The young Connacht scrum-half is quite a prospect. It was an excellent weekend for Irish rugby in general, but their scrum-halves in particular impressed, with Eoin Reddan and Conor Murray both key cogs in their respective regions’ wins. If that means Marmion may not get a chance internationally in the near future, it is surely only a matter of time. On Sunday night, in Connacht’s historic win at Toulouse, Marmion’s opportunistic dart over the line made the difference. If he continues this kind of form Connacht will do well to hold onto him, as he looks towards gaining international recognition.

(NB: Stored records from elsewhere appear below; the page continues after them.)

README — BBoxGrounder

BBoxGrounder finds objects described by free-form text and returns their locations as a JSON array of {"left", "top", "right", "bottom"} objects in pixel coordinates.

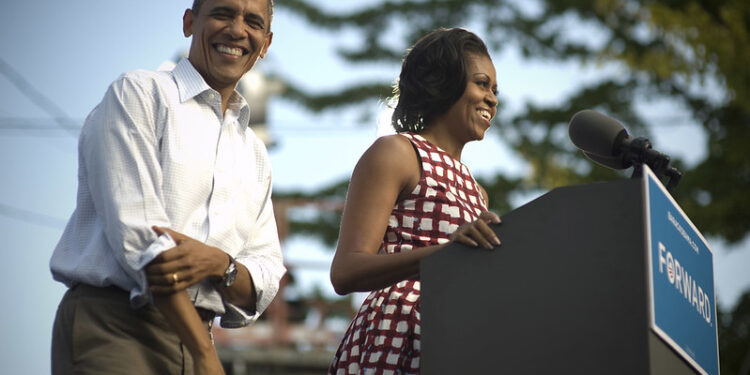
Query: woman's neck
[{"left": 419, "top": 126, "right": 464, "bottom": 161}]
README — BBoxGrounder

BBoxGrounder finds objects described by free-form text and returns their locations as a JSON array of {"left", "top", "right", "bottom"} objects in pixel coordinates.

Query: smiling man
[{"left": 49, "top": 1, "right": 284, "bottom": 374}]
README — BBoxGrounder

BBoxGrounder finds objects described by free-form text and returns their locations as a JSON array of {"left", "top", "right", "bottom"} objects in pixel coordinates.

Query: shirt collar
[
  {"left": 227, "top": 90, "right": 251, "bottom": 129},
  {"left": 172, "top": 58, "right": 212, "bottom": 102},
  {"left": 172, "top": 58, "right": 251, "bottom": 129}
]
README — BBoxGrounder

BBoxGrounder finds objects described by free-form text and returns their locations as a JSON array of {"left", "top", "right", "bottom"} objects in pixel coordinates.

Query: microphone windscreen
[
  {"left": 568, "top": 110, "right": 628, "bottom": 157},
  {"left": 583, "top": 151, "right": 630, "bottom": 170}
]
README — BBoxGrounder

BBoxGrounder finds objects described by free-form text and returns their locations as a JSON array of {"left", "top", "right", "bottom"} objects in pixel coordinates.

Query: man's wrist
[
  {"left": 214, "top": 251, "right": 230, "bottom": 279},
  {"left": 215, "top": 253, "right": 237, "bottom": 287}
]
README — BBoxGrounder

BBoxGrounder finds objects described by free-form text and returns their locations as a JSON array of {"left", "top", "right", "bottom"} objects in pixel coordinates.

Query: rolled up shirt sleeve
[{"left": 81, "top": 74, "right": 174, "bottom": 302}]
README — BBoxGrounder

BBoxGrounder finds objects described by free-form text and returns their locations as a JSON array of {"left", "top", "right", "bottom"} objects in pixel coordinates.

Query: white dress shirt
[{"left": 50, "top": 58, "right": 286, "bottom": 328}]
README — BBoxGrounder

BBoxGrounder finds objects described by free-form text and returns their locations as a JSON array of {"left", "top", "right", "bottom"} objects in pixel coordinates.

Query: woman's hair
[{"left": 391, "top": 28, "right": 491, "bottom": 133}]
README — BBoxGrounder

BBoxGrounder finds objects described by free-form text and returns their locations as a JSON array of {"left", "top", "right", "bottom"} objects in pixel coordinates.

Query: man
[{"left": 50, "top": 1, "right": 284, "bottom": 374}]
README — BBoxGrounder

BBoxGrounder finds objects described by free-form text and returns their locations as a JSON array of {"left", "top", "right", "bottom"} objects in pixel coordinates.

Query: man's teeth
[
  {"left": 478, "top": 109, "right": 491, "bottom": 121},
  {"left": 217, "top": 45, "right": 243, "bottom": 56}
]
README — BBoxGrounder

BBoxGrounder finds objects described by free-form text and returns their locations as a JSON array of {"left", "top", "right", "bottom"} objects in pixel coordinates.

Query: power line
[
  {"left": 0, "top": 117, "right": 79, "bottom": 137},
  {"left": 0, "top": 57, "right": 80, "bottom": 137},
  {"left": 0, "top": 202, "right": 67, "bottom": 229}
]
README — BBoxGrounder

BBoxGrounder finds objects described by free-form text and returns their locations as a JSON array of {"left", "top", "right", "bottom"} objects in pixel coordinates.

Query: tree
[
  {"left": 718, "top": 292, "right": 750, "bottom": 374},
  {"left": 272, "top": 0, "right": 749, "bottom": 248}
]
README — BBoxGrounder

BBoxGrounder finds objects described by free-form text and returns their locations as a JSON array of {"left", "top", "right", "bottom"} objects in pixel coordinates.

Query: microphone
[
  {"left": 568, "top": 109, "right": 682, "bottom": 190},
  {"left": 568, "top": 109, "right": 630, "bottom": 164}
]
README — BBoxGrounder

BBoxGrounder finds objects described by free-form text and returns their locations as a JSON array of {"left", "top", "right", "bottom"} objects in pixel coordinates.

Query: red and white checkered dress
[{"left": 328, "top": 132, "right": 488, "bottom": 375}]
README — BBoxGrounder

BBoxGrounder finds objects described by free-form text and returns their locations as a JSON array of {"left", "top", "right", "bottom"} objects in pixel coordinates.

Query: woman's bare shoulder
[
  {"left": 357, "top": 133, "right": 415, "bottom": 166},
  {"left": 351, "top": 133, "right": 419, "bottom": 193},
  {"left": 370, "top": 133, "right": 413, "bottom": 153}
]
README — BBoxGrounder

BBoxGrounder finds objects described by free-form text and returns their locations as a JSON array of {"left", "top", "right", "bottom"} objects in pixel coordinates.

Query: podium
[{"left": 421, "top": 169, "right": 719, "bottom": 374}]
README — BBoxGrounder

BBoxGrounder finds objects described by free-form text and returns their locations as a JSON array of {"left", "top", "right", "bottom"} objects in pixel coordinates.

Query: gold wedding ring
[{"left": 172, "top": 273, "right": 179, "bottom": 284}]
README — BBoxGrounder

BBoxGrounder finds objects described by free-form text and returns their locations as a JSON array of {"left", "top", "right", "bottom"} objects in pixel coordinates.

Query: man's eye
[{"left": 245, "top": 19, "right": 264, "bottom": 29}]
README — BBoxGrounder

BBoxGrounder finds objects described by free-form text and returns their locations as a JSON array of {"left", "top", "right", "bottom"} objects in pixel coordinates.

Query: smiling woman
[
  {"left": 327, "top": 28, "right": 502, "bottom": 374},
  {"left": 392, "top": 28, "right": 497, "bottom": 137}
]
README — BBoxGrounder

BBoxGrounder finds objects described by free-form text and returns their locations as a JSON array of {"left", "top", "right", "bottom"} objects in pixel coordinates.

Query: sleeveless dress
[{"left": 328, "top": 132, "right": 488, "bottom": 375}]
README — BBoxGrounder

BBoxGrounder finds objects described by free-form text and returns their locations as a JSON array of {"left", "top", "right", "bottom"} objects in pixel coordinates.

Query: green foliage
[
  {"left": 273, "top": 0, "right": 750, "bottom": 246},
  {"left": 718, "top": 291, "right": 750, "bottom": 374},
  {"left": 274, "top": 180, "right": 349, "bottom": 246},
  {"left": 282, "top": 81, "right": 392, "bottom": 112}
]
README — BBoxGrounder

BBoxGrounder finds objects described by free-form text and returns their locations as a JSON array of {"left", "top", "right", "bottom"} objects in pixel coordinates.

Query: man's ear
[
  {"left": 183, "top": 9, "right": 194, "bottom": 37},
  {"left": 259, "top": 32, "right": 274, "bottom": 59}
]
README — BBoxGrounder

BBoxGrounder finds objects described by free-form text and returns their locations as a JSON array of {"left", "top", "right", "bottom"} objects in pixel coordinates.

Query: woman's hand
[{"left": 449, "top": 210, "right": 501, "bottom": 249}]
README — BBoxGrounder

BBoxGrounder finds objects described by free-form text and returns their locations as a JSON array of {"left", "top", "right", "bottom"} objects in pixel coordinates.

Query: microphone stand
[{"left": 624, "top": 137, "right": 682, "bottom": 192}]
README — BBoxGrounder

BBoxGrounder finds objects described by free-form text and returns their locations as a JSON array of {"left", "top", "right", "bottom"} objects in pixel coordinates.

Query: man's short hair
[{"left": 191, "top": 0, "right": 274, "bottom": 32}]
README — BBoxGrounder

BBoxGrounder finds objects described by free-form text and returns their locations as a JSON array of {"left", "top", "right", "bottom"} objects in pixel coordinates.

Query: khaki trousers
[{"left": 51, "top": 284, "right": 208, "bottom": 375}]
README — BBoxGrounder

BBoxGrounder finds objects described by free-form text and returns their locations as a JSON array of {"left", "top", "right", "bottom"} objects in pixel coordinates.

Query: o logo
[{"left": 666, "top": 251, "right": 675, "bottom": 284}]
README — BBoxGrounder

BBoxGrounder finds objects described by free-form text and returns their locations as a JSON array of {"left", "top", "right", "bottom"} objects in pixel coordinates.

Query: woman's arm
[{"left": 330, "top": 135, "right": 435, "bottom": 295}]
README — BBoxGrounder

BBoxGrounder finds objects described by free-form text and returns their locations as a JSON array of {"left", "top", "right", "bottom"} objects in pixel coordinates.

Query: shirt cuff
[
  {"left": 218, "top": 258, "right": 277, "bottom": 328},
  {"left": 219, "top": 303, "right": 260, "bottom": 328}
]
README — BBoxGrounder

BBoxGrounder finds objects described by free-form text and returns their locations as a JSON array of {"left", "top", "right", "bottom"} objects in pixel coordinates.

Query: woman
[{"left": 328, "top": 28, "right": 502, "bottom": 374}]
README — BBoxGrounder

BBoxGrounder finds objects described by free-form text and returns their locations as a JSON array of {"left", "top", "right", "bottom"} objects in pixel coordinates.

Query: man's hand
[
  {"left": 146, "top": 226, "right": 230, "bottom": 294},
  {"left": 152, "top": 291, "right": 225, "bottom": 375}
]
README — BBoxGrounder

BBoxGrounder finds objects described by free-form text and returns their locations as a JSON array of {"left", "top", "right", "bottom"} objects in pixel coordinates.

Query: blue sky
[{"left": 1, "top": 1, "right": 748, "bottom": 374}]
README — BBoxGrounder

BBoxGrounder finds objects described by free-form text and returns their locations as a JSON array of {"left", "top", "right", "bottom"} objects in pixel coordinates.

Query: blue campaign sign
[{"left": 644, "top": 166, "right": 719, "bottom": 375}]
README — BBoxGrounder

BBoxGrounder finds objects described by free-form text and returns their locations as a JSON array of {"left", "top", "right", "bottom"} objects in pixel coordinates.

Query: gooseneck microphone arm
[
  {"left": 620, "top": 136, "right": 682, "bottom": 190},
  {"left": 622, "top": 137, "right": 666, "bottom": 176}
]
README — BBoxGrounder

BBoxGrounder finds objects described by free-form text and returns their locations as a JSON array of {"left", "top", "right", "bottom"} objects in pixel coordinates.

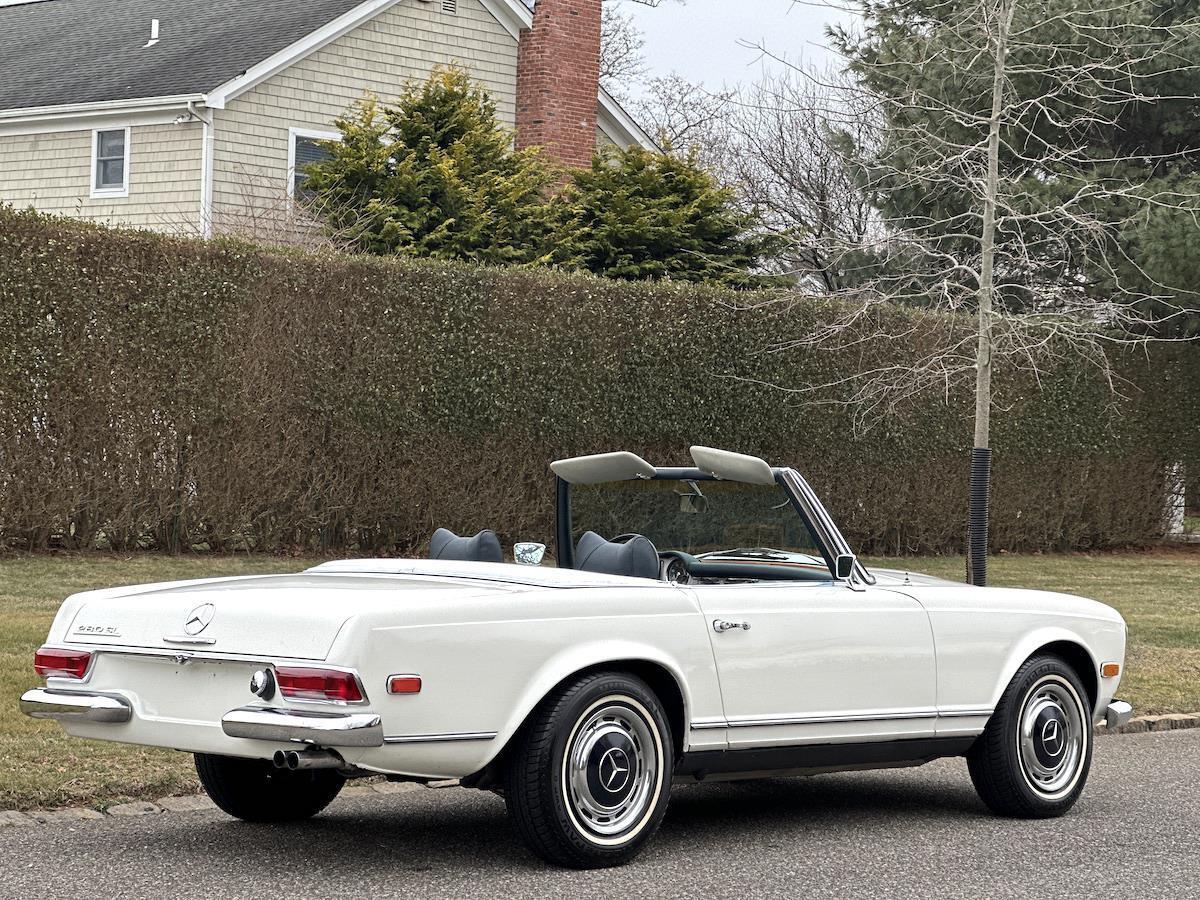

It has been a tough season for Burns. Playing behind a pack going backwards isn’t easy for any fly-half, but the Gloucester 10 has looked particularly out of sorts at times. It was hugely encouraging, then, to see him put in such a dominant performance at the weekend. He varied his game brilliantly, and when he chose to run he attacked the gain-line – there are few fly-halves that look so dangerous when doing so, certainly in England anyway. With rumours aplenty about where he will be next season, there is one thing that is for certain – England fans everywhere will want to see him play behind a dominant pack more often, whether that is at a rejuvenated Gloucester or somewhere else.